Traditionnellement, les tontines, qui constituent la forme la plus répandue de crédit de proximité après le crédit familial, forme un groupe dont les membres bénéficient à tour de rôle de l’épargne cumulée par celui-ci. Le crédit est autonome – non alimenté par une source du secteur formel.  Par ailleurs,  la matière de l’épargne collective ne prend pas nécessairement la forme de monnaie, mais peut-être le produit d’une récolte, d’un artisanat, etc.

Aujourd’hui en France, certaines mutuelles d’assurance (le groupe Le Conservateur, par example) proposent des produits où des épargant sse regroupent dans une association à forme tontinière régie par les articles R 322-139 à R 322-159 du Code des Assurances et autorisée par l’administration.

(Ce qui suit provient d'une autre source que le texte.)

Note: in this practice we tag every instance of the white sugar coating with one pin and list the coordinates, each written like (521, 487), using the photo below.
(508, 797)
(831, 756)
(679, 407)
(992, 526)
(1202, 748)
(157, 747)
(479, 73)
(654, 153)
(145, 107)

Les produits de placement sont donc répartis entre les seuls survivants au bout d’une durée de 10 ou 20 ans. Cela permet d’améliorer les rendements des placements pour des personnes voulant se constituer une épargne pour la retraite sans se soucier des héritiers. A la différence de la tontine traditionnelle, pendant toute la durée de vie de cette association, l’épargne est indisponible. Cette formule d’épargne est soumis à la fiscalité avantageuse de l’assurance-vie, les gains à l’issue de l’opération sont rarement imposables.